|Source: The Weather Channel|
I recently had a conversation with a businessperson that got me thinking about models. We first discussed the election; he predicted a Romney win based on some things he's seen locally (he lives in an important swing state) and his own instincts. He sees a lot of Romney signs in neighborhoods, and most of the people he works with like Romney. I expressed skepticism, noting that most of the models I follow are predicting an Obama win, including in that particular state. Knowing of economists' fondness for models, he said something like, "yeah well I think you place too much trust in models." This reflected also a broader attitude that we often see in politically vocal bussinesspeople. They know what they need to know about the world because they have deep, hands-on experience with the nuts and bolts of how it works. How could I possibly know more about politics in his state than he can? After all, he lives there.
Later in the conversation, we were talking about the ongoing energy revolution in the United States. He has some expertise in both the chemical properties of several energy resources and the industrial uses to which they can be put. He made a suggestion about optimal trade policy with regards to energy exports; the suggestion itself is not as important as was his implicit definition of optimal policy. For him, an optimal policy is one that benefits the specific industries with which he is familiar. It was something more general than, but related to, the old sayings about how what's good for GM is good for the country, or what's good for the manufacturing industry is good for America, or whatever. This kind of producer-biased sentiment tends to drive the bulk of our national economic policy.
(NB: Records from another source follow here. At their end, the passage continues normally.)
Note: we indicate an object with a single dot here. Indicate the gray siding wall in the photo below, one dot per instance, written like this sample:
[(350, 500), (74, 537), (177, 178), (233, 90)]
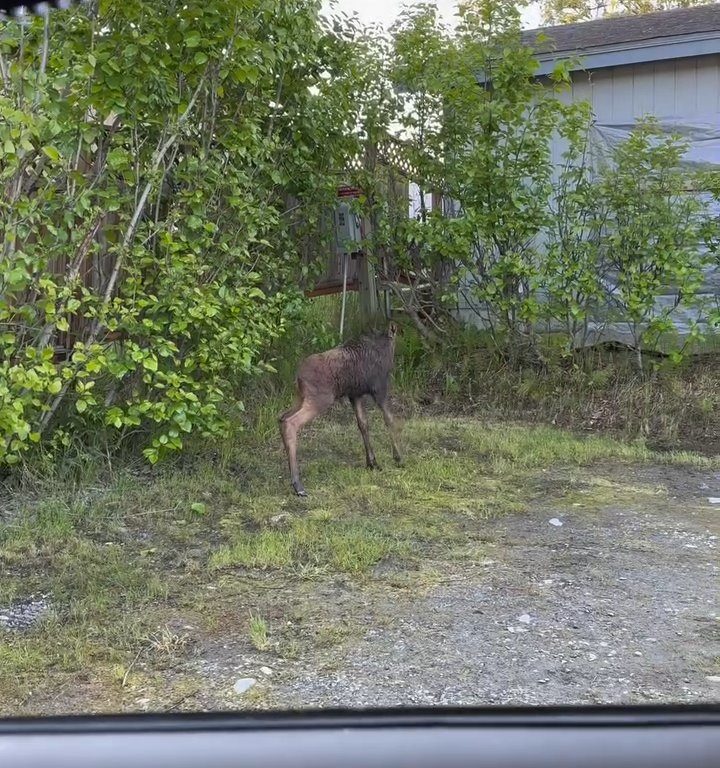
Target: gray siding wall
[(682, 92)]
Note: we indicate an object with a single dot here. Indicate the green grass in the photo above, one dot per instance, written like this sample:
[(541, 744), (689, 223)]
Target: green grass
[(221, 534)]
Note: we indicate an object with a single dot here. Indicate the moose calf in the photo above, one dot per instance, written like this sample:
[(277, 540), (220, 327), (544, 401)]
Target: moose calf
[(353, 369)]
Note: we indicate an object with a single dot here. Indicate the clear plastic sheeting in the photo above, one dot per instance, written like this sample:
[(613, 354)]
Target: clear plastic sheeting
[(703, 137)]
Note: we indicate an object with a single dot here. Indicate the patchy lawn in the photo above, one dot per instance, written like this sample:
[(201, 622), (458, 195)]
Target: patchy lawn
[(166, 587)]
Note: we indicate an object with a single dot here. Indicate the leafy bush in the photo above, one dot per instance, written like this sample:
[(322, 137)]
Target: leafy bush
[(148, 155)]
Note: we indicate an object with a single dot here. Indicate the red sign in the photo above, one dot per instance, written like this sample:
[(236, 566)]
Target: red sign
[(349, 192)]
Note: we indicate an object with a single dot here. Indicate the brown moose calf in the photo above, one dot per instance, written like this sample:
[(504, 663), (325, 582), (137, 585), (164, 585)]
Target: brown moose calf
[(353, 369)]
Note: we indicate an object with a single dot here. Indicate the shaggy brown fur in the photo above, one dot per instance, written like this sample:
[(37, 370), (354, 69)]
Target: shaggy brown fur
[(353, 369)]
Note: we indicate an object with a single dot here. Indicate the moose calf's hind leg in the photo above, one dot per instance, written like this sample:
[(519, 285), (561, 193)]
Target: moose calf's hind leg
[(392, 429), (291, 423), (361, 416)]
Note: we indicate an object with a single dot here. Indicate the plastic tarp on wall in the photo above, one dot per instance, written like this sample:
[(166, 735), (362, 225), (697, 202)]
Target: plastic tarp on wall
[(703, 138)]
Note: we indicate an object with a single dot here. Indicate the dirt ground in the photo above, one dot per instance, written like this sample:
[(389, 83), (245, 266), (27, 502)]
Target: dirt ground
[(601, 586), (614, 606)]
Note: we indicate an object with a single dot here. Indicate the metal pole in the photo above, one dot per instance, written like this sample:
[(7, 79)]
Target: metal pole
[(342, 310)]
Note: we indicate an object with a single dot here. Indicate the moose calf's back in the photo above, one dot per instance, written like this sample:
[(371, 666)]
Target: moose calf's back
[(350, 370)]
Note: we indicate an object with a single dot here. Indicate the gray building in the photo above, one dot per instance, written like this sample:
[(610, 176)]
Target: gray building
[(665, 64)]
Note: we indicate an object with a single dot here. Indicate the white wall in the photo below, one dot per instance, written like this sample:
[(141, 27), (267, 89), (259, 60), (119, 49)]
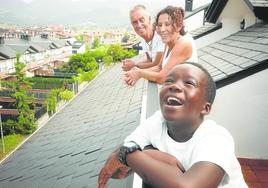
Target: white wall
[(234, 12), (194, 22), (242, 107)]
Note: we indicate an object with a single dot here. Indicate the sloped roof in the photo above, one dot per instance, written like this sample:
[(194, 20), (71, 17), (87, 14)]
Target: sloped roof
[(23, 42), (243, 52), (72, 147), (259, 7), (205, 29), (258, 3), (7, 52)]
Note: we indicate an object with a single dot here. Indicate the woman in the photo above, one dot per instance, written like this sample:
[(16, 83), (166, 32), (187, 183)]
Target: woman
[(179, 48)]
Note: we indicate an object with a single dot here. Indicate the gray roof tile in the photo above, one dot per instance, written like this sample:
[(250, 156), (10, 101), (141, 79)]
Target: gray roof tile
[(72, 147), (236, 53)]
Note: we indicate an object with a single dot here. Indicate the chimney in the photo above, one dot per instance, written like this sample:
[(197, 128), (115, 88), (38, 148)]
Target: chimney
[(2, 40), (25, 37), (44, 35), (189, 5)]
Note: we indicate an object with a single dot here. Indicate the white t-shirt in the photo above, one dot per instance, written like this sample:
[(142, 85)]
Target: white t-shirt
[(156, 46), (193, 58), (210, 142)]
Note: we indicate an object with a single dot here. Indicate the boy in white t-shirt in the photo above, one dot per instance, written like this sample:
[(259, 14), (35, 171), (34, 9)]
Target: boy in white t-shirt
[(192, 152)]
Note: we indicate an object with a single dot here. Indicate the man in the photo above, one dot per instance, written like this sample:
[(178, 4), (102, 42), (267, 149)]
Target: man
[(150, 40), (192, 151)]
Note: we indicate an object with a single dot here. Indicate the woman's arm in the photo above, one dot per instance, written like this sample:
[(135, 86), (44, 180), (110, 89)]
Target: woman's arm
[(181, 52)]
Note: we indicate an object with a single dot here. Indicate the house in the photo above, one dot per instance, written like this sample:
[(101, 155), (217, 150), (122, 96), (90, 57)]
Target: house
[(71, 148), (35, 52), (78, 47)]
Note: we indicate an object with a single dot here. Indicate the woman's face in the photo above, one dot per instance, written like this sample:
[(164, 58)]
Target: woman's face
[(165, 28)]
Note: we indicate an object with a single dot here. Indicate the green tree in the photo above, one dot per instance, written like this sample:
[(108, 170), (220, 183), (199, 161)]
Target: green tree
[(79, 63), (107, 60), (96, 43), (126, 37), (79, 38), (116, 51), (25, 123)]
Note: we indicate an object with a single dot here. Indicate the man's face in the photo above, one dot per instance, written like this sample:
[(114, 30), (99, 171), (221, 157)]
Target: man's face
[(140, 22), (182, 97)]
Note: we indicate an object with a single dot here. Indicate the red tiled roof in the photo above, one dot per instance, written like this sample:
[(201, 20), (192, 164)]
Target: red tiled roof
[(255, 172)]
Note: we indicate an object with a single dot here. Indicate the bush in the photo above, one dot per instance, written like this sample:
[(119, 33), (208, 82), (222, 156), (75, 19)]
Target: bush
[(49, 82), (51, 101), (66, 95), (108, 60)]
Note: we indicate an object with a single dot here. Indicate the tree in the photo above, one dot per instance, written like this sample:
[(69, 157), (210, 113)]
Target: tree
[(79, 63), (79, 38), (125, 37), (25, 123), (116, 51), (96, 43)]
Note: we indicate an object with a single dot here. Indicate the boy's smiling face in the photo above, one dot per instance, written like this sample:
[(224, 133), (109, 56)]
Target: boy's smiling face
[(182, 97)]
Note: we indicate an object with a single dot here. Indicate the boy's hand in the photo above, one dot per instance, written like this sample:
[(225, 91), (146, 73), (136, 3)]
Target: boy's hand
[(127, 64), (112, 169)]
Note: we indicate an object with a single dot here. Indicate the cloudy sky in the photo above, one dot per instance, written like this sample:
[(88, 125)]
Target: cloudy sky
[(76, 12)]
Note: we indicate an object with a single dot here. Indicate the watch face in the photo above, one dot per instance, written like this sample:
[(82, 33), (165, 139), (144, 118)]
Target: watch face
[(129, 144)]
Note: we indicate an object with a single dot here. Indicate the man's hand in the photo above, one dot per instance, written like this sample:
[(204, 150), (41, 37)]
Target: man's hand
[(132, 76), (113, 169), (128, 64)]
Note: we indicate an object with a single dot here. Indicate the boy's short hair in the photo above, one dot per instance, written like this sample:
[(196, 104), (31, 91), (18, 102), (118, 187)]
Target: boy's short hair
[(138, 7), (211, 86)]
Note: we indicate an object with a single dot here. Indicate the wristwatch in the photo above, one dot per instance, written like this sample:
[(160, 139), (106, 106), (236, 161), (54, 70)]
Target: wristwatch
[(126, 148)]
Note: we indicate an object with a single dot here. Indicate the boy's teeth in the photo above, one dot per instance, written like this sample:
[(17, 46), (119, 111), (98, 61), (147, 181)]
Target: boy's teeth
[(173, 101)]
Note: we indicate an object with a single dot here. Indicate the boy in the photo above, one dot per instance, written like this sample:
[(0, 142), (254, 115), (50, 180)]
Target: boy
[(193, 152)]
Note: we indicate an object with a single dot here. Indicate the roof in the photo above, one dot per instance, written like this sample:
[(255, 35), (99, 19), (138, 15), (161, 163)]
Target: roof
[(238, 55), (257, 3), (205, 29), (6, 52), (72, 147), (215, 10), (259, 7), (23, 42)]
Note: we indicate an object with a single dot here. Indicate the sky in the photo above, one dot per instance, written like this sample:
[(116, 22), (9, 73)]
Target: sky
[(77, 12)]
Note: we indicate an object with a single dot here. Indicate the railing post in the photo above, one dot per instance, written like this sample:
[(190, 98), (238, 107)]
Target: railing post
[(152, 99)]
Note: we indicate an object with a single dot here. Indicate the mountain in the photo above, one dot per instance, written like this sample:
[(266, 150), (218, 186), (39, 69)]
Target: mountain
[(75, 12)]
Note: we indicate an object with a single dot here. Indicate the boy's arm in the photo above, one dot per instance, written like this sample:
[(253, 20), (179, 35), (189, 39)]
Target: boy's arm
[(161, 174), (113, 168)]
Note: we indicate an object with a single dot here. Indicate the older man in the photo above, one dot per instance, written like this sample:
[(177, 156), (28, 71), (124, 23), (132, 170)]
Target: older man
[(150, 40)]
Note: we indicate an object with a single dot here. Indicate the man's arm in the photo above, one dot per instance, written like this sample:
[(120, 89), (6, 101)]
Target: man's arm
[(147, 63)]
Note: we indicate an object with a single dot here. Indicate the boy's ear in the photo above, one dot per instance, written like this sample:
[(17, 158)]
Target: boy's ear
[(206, 108)]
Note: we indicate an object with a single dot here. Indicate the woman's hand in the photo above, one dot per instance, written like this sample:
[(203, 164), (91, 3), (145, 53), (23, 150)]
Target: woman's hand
[(132, 76)]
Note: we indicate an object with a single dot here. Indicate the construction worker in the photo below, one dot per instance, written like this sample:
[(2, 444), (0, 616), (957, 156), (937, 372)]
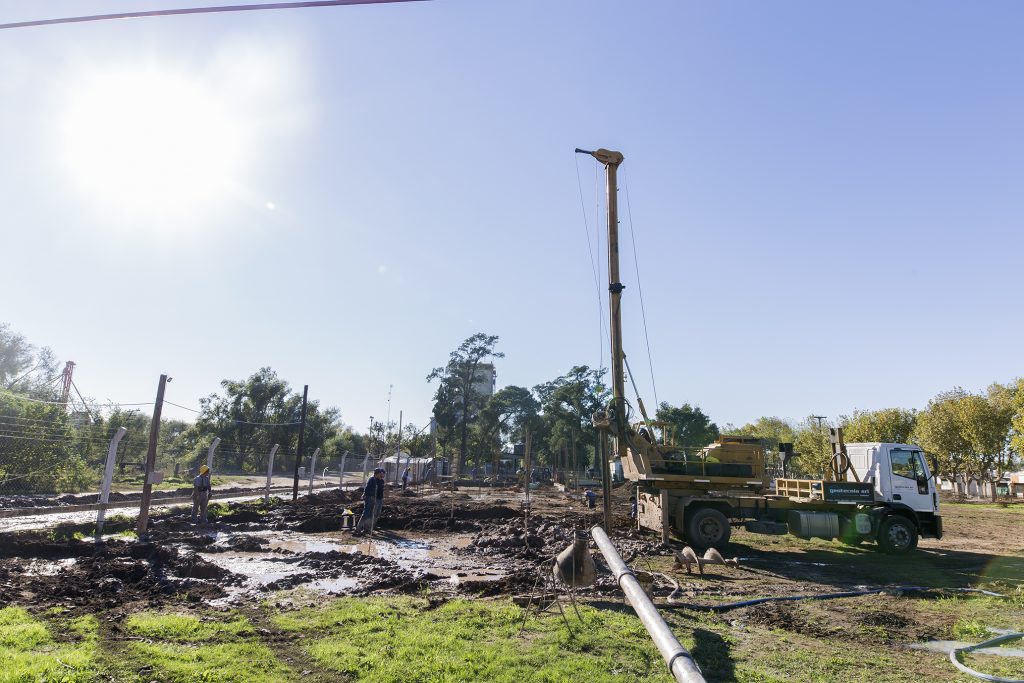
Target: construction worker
[(373, 503), (201, 494)]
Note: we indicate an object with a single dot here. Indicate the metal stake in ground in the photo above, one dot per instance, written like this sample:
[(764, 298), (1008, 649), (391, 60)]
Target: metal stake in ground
[(298, 454), (151, 459), (104, 492)]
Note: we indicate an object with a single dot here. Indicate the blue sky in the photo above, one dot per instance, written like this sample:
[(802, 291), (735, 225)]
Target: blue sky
[(825, 197)]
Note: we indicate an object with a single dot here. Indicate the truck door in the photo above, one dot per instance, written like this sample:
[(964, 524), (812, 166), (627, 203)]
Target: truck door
[(909, 479)]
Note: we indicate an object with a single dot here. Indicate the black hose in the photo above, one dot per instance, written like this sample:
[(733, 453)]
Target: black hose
[(828, 596)]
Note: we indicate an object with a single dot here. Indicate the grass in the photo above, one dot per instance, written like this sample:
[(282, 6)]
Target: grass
[(403, 640), (29, 652), (409, 639), (182, 648)]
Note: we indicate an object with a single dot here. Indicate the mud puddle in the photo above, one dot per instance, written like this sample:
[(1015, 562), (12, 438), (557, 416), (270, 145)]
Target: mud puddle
[(336, 562)]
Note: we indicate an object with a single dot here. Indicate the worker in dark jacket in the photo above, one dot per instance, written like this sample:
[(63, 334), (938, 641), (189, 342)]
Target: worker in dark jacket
[(373, 503), (201, 494)]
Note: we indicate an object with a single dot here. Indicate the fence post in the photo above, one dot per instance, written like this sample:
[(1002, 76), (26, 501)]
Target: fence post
[(312, 470), (269, 472), (104, 492), (209, 453), (151, 460)]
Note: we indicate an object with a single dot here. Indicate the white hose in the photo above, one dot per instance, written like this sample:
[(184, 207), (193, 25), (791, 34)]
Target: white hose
[(954, 657)]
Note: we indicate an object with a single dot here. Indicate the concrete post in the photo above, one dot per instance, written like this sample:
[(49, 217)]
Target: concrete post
[(209, 453), (104, 492), (312, 470), (269, 471)]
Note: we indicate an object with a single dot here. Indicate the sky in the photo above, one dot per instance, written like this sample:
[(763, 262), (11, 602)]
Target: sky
[(824, 198)]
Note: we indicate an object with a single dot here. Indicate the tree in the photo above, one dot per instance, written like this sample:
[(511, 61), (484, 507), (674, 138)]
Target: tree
[(971, 434), (811, 441), (503, 420), (24, 367), (891, 425), (568, 403), (771, 431), (692, 428), (1017, 420), (458, 401), (250, 417), (940, 432)]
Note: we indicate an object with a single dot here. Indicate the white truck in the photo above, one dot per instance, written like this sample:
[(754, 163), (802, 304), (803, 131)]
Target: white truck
[(882, 493)]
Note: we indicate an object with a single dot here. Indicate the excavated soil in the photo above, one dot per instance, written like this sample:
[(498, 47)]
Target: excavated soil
[(446, 544)]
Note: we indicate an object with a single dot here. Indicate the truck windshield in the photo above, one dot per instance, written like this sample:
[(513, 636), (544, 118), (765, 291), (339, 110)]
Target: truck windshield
[(905, 464)]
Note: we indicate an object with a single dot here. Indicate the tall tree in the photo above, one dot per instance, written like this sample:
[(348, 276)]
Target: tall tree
[(502, 421), (250, 417), (692, 428), (24, 367), (771, 431), (811, 441), (568, 403), (458, 401)]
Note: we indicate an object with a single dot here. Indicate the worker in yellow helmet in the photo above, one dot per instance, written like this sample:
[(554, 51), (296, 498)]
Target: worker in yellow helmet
[(201, 494)]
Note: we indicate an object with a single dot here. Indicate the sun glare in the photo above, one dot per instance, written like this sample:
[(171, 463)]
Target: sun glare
[(151, 145)]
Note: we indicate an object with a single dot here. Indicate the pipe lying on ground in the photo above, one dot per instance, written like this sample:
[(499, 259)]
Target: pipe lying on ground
[(680, 662), (826, 596)]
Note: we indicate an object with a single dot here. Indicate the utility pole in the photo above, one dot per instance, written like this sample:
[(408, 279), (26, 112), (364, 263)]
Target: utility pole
[(617, 425), (397, 452), (605, 479), (302, 434), (151, 459), (576, 471)]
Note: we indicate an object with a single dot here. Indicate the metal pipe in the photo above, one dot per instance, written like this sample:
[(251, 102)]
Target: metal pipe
[(680, 662)]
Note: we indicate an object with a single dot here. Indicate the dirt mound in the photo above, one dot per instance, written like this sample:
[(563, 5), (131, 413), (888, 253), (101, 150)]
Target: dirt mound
[(784, 615), (110, 574)]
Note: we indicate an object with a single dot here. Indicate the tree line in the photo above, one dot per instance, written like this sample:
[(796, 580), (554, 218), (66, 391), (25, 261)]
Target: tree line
[(45, 446)]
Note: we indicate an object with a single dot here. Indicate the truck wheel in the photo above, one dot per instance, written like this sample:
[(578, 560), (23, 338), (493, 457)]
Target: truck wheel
[(708, 527), (897, 536)]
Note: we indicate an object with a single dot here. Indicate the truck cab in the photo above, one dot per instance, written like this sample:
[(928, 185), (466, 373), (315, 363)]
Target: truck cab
[(901, 481)]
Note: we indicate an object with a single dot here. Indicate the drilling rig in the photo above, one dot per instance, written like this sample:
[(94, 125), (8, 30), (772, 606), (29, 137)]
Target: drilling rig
[(880, 493)]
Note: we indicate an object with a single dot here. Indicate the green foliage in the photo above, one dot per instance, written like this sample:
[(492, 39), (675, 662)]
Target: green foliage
[(970, 434), (569, 402), (250, 417), (891, 425), (771, 431), (692, 428), (458, 401)]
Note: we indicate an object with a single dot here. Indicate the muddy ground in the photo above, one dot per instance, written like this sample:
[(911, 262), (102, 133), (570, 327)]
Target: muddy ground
[(448, 544)]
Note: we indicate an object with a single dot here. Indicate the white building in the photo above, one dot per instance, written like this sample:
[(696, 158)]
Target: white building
[(484, 380)]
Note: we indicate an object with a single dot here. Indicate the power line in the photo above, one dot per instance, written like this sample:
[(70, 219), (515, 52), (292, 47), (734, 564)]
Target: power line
[(197, 10), (593, 265), (643, 312)]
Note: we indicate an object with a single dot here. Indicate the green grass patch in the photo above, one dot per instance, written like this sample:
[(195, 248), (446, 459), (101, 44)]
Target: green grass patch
[(183, 648), (29, 652), (185, 628), (401, 640)]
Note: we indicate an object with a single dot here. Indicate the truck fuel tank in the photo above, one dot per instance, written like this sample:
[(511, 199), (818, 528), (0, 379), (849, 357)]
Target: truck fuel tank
[(813, 524)]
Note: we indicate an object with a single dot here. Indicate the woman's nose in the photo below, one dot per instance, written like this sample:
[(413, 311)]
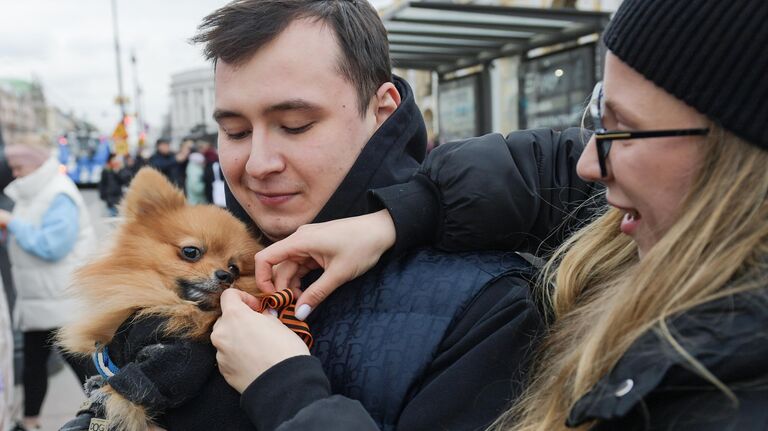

This conversation occurred against the backdrop of the approaching Hurricane Sandy. The hurricane has more or less followed the path predicted by most of the models employed by NOAA and other modelers. I wonder how many people would reject the models' predictions, preferring instead to rely on their own gut instinct and personal experience with wind and rain to forecast the path of the storm. Most of us would find that silly, even though we know that the hurricane models have been wrong before (or have had to make serious forecast revisions at the last minute). Most of us don't think having lived through lots of wind and rain qualifies a person to make hurricane predictions.
The huge benefit of models is that they allow us to summarize complexity in a useful way. They won't always be right. But if they're built in plausible ways, they can tell us a lot of things that we can't learn from simple experience. In the case of Sandy, the big payoff of the models was that they told us the storm would make a sharp left turn, hit the coast of the mid-Atlantic/Northeast, and run into independent weather patterns moving east across the continent--creating a sort of "perfect storm" which is more dangerous than the basic classification of the hurricane itself would suggest. The model doesn't do anything to reduce the strength of the storm, but its predictions probably save millions of dollars and hundreds of lives.
Of course, weather modeling is very advanced compared with other forms of predictive modeling. But I think it's still useful for showing the benefits of modeling in complex systems generally. Electoral outcomes are pretty complex--the Electoral College determines the outcome of the presidential race, and it depends on a lot of state-by-state factors. A good model incorporates not only economic fundamentals and polls but also the mechanisms through which those factors have driven outcomes in the past. I told my friend explicitly, "the models aren't always right, but they incorporate far more relevant information than your gut instinct." In fact, probably most of the information he is using to make his prediction is also employed in poll-based models, along with a lot of other information he isn't using.
The other conversation--the one about natural gas--also reminded me of the usefulness of models. To economists, optimal policy is rarely defined in terms of benefits to producers. The purpose of production is to consume. We usually define optimal policy in terms of a welfare measure that captures something like consumer surplus or happiness. It's hard--really hard--to determine the effects of a producer-side policy on that kind of welfare criterion. It's easy enough to see how a policy that helps a specific industry benefits firm owners in that industry. It's even reasonably easy to see how it benefits employees in that industry. But it's hard to see how it affects people who have nothing to do with that industry but nevertheless fall under the stewardship of the relevant policymakers. What will it do to wages? Returns to certain kinds of capital? The price of complements and substitutes to the outputs of the targeted industries? How will it affect markets for other energy resources? Conceptually, this isn't so different from the difficulty of knowing what will be the effects of jet streams or continental weather patterns on Sandy. It's hard to keep track of so many considerations without a model.
Models help us get outside our own experience. They help us see that opinion may be more diverse than the handful of yard signs we see on our commute might suggest. They help us see that policies have effects on more than just the specific fields in which we work. They help us see that hurricanes might not behave how our intuition says they behave.
Models help us identify some of the variety of mechanisms linking complex systems. Models are best used with good judgment, but in many cases judgment alone is unlikely to adequately account for the wide range of things that matter. I'm not suggesting that any model is better than no model. I'm not saying Nate Silver is as good at predicting elections as NOAA is at predicting hurricanes.* I'm certainly not saying that economic modeling is an exact science. I'm simply saying that it's foolish to write off the implications of tested models whenever they contradict our own opinions.
*In his new book, Silver devotes an entire chapter to weather forecasting. He notes that hurricane predictions "have become 350 percent more accurate in the past 25 years" (page 141) and that "the science of weather forecasting is a success story" (page 127).